When it comes to landing spacecraft on planets, or moons, or back here on earth – Mars sucks.
There’s a lower success rate landing on Mars than on Venus, the moon, the earth, even
Saturn’s moon Titan.
And in large part, this is because Mars’s atmosphere is in the perfect goldilocks zone
of being a total headache.
On the moon (or an asteroid) you can use lightweight spacecraft made essentially out of tinfoil
because there’s no air to cause drag or pressure or heat.
Essentially, you save weight not having heat shields or thick walls, but need to use rockets
to land in what’s called a “powered descent.”
On earth, or Venus, or Titan, there’s enough air that you can land largely unpowered, first
by slowing down with a heat shield and atmospheric drag, and then with parachutes.
So you use a lot of weight for heat shields and walls and parachutes, but don’t need
big rockets or lots of fuel to land.
However, the air on Mars is literally the worst of both worlds – thick enough that
you actually have to deal with it with heat shields and walls, but thin enough that it
doesn’t help you slow down much and you also need to use rockets.

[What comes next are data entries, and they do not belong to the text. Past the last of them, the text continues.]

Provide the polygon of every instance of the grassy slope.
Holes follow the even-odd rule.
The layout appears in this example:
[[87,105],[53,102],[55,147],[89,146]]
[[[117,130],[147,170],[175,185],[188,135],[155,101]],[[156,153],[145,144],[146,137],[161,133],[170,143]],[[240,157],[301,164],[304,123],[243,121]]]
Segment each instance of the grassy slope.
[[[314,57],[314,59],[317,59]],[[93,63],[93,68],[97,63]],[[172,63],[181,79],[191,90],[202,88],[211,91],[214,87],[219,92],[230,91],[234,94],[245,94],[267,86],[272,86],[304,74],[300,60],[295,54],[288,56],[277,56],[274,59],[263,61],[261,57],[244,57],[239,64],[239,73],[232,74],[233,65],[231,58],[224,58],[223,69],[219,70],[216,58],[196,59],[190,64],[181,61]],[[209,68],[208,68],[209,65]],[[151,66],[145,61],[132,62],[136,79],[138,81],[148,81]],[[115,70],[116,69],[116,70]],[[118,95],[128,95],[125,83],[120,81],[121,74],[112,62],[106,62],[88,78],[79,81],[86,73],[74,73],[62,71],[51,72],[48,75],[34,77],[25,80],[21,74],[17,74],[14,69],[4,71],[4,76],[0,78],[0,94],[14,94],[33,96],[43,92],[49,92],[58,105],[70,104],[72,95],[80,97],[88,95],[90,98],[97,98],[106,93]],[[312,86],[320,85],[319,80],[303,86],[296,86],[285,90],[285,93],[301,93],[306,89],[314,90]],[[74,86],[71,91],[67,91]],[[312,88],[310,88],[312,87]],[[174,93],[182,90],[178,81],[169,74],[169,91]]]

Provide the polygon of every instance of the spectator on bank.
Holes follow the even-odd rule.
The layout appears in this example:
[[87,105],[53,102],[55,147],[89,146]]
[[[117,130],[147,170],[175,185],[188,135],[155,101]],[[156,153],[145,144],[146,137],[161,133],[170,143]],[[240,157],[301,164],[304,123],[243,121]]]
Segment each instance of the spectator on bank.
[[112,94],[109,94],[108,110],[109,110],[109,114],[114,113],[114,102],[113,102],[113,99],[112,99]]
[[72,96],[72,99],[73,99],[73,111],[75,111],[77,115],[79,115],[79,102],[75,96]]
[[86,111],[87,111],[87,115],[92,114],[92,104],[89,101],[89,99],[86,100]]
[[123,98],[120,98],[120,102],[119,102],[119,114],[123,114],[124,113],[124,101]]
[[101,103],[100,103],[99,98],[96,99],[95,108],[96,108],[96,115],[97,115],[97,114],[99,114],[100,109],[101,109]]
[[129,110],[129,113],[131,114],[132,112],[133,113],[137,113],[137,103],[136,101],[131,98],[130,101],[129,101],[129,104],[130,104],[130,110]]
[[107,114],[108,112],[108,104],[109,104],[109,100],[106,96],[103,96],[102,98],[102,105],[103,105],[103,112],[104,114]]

Mars is simply a challenging place to land a spacecraft, which is why we’ve tried so
many different and crazy techniques for landing there: we’ve landed landers and rovers using
retrorockets, in inflatable bouncy airbags, by being lowered from a hovering sky crane
– all of which ALSO used heat shields and parachutes and rocket powered descent before
the last stage of landing.
And space agencies are testing other crazy things like giant supersonic parachutes and
inflatable innertubes around landers to increase their surface area and help them slow down
more in the thin air before landing (probably still with rockets, or sky cranes).
Yes, you heard that right – it’s possible that when the first humans land on Mars, we
may do so in an inflatable donut.
Or we’ll just skim at a really low angle past the tops of mountains for a really long
time to slow down enough...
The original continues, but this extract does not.